One high British crime-control official (John Warne, director of the Home Office's international and organized crime division) told the Eastern ministers that "It's not a one-way street." He added: "We're not saying, you can do better, but rather we're saying, we must help you to do better." Today, the 15 continued their deliberations on such patently "one-way" -- East to West -- matters as the finger-printing of asylum seekers.



-- Turkey, in the phrase of an on-scene analyst, "blew hot and cold with its European partners" at the NATO meeting in Luxembourg yesterday. Foreign Minister Cem made a point of arranging a photo session before a private meeting he had with his German counterpart Klaus Kinkel. Cem said both were "determined to have the best of all relations in the future." Kinkel said, "We must get out of these stormy waters."

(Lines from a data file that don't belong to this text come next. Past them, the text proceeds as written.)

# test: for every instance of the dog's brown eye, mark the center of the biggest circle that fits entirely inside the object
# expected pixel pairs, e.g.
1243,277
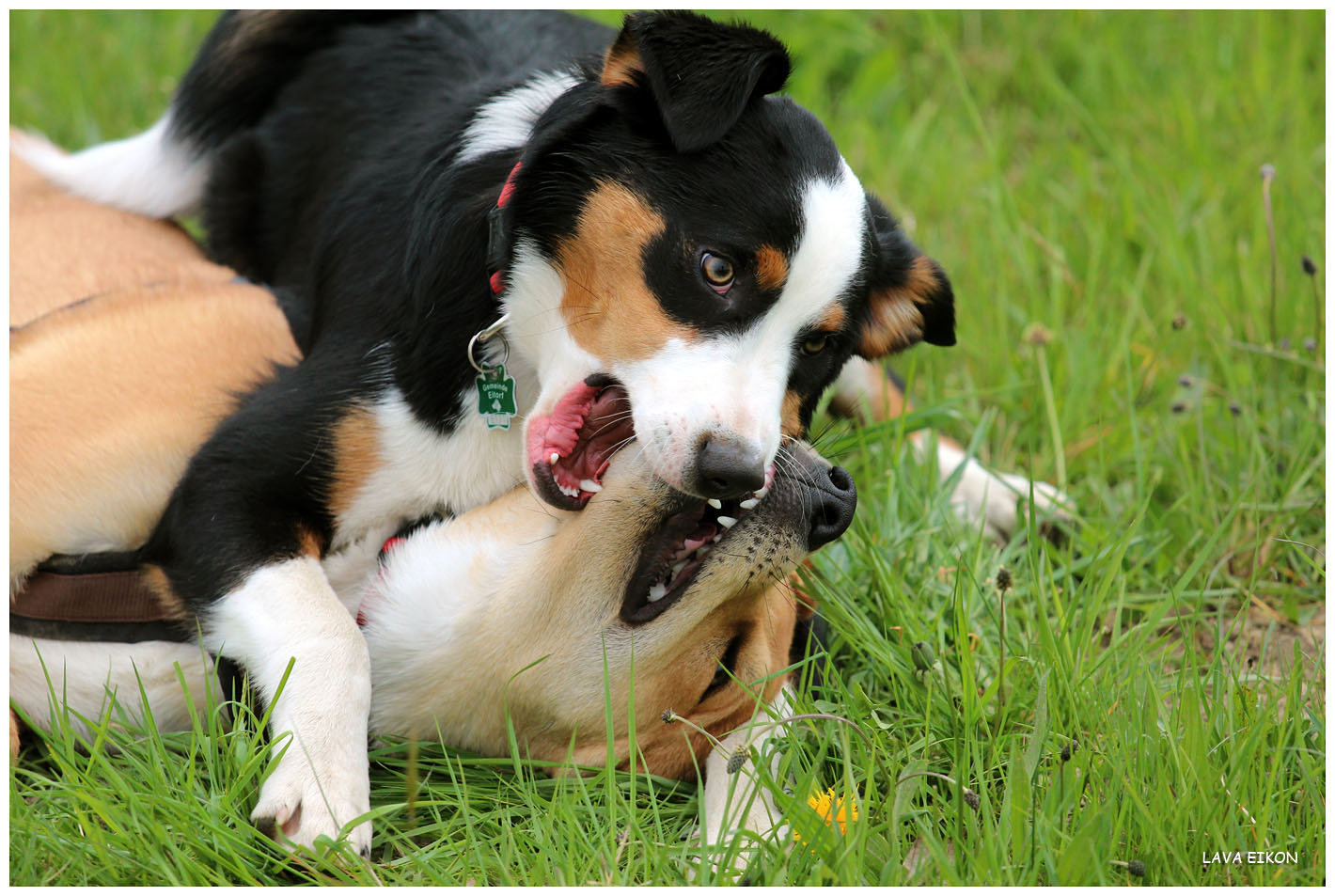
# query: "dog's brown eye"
814,345
718,272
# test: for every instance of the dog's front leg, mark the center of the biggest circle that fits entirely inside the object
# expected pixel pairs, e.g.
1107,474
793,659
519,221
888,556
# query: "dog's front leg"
286,613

After the EU summit in Luxembourg six months refused Muslim Turkey candidate status -- largely at German Chancellor Helmut Kohl's insistence -- Ankara froze all political dialogue with the EU and publicly attacked Germany. Prime Minister Mesut Yilmaz even accused Bonn of seeking a larger Europe of Christian nations for the sake, he said, of "Lebensraum." The term "living space" was one of Hitler's favorites, and Yilmaz's remarks were seen in Germany as unduly offensive.

In any case, diplomats in Luxembourg said that, after their photo session, Cem and Kinkel made little progress in calming the waters. Kinkel was said to have made clear there was question of going back on the summit's decision. Cem was said to respond by saying there was no hope of improving EU-Turkey relations until the snub was redressed.

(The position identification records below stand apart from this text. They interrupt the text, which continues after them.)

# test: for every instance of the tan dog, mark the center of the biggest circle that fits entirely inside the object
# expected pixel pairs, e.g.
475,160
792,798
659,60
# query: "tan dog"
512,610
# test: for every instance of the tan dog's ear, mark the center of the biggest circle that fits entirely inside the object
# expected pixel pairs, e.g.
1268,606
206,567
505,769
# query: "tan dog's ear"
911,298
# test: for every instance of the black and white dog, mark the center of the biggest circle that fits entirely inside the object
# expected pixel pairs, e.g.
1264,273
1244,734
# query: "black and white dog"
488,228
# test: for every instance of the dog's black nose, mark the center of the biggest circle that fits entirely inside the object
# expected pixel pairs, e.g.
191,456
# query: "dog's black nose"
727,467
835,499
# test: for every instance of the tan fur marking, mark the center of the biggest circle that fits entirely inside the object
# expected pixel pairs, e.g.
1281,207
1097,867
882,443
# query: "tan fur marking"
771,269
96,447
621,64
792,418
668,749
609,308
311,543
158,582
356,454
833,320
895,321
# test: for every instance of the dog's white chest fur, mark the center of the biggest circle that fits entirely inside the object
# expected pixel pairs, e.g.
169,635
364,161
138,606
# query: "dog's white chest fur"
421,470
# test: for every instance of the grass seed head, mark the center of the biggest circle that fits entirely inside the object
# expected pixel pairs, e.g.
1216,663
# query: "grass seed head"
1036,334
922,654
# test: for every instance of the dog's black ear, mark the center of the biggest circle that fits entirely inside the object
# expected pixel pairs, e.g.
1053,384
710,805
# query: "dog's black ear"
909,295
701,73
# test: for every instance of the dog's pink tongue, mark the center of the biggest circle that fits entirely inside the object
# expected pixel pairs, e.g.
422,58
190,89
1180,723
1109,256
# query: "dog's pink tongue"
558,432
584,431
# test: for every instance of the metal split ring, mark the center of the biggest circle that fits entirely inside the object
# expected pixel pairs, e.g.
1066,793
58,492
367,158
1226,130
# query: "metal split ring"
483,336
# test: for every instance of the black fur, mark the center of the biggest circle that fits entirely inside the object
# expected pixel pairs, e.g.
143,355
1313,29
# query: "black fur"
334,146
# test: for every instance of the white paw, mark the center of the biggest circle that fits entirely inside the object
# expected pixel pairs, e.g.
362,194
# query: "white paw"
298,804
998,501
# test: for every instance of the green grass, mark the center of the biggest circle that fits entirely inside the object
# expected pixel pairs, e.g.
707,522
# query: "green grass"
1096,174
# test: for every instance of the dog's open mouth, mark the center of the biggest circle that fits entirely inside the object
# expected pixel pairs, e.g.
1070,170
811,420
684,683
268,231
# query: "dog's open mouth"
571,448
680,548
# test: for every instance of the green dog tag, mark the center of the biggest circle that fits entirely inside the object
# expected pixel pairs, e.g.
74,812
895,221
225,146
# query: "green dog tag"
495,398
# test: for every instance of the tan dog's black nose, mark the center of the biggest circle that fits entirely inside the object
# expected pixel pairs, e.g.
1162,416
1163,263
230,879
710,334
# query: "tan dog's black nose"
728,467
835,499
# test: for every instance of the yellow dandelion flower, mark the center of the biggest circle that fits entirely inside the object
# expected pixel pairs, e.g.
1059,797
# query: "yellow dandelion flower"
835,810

Neither before or after Cem's openly cool meeting with French Foreign Minister Hubert Vedrine were any pictures taken of the two. Informed officials said Cem warned Vedrine that trade and political relations with Paris would suffer after the adoption of a resolution recognizing the responsibility of Turks for the massacre of Armenians in Anatolia from 1915 to 1917. He also suggested the French Government was capable of controlling its parliamentarians if it chose to do so.

Vedrine, said the officials, told Cem that the action was a purely parliamentary initiative and reminded Cem that France was a strong advocate for Turkey within the EU. He told reporters later that, in Vedrine's words, "the consequences (of the resolution) are up to Turkey to decide." Today, the resolution officially acknowledging Turkish responsibility for the killing of over a million ethnic Armenians more than 80 years ago was passed unanimously by the French National Assembly.